6  Machine learning

The blanket term machine learning indicates a shift in mindset for how computers complete a given task. When presented with such a task, one may try to solve it through a pen and paper worked conceptual solution. It is then up to us to tell the computer – in excruciating detail in it’s own language – each of the individual steps needed to implement the solution we came up with. This is known as programming a computer. But what if there was a way to show the computer many examples of our problem, and use an algorithm to learn a good solution by updating some internal state?
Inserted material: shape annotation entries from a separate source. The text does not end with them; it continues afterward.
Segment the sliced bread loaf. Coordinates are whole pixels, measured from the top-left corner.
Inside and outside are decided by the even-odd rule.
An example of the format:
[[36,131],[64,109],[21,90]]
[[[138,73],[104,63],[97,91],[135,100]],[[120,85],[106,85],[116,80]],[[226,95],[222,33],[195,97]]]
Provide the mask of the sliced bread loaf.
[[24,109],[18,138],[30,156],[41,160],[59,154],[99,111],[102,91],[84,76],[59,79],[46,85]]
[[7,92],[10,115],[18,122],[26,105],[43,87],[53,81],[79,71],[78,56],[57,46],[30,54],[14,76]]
That’s machine learning! We find some inspiration for this in a quote from the fantastically written essay in (Samuel 1962), which is stated in the context of comparing human-written programs to possibly learned ones:

There are many mental processes that people are called upon to perform that cannot be, or at least have not been, reduced to a simple set of rules. Take the process of playing a game of chess, not of simply adhering to the rules of the game, but rather the process of playing a good game against an intelligent opponent. There are no known procedures for guaranteeing a win, and yet people learn to play the game and some few become very proficient. – Arthur L. Samuel

The basic idea (also made reference to in that essay) is this: maintain some internal state – literally just a set of numbers, which could e.g. pick a pre-defined strategy based on a value – and then update that internal state in some way by checking the performance. This rather simple statement carries a lot of ambiguous ideas, such as

These ideas form the cornerstone of machine learning approaches, and we’ll unpack them all in detail below. Before continuing though, it’s worth noting the distinction between machine learning and deep learning – the latter is a subset of the former, and refers to a particular paradigm involving complex neural networks. Machine learning makes no assumptions on the form of the machine itself.

6.1 Definitions

Machine learning methods follow a shared set of abstract steps: given a dataset, we

  • define a model with parameters \(\varphi\) (where the model is a way to combine \(\varphi\) with the data)
  • construct a measure of performance for the model, called the objective function
  • fit the model to the dataset through some update rule
  • use the learned model to perform inference (apply the model to new data)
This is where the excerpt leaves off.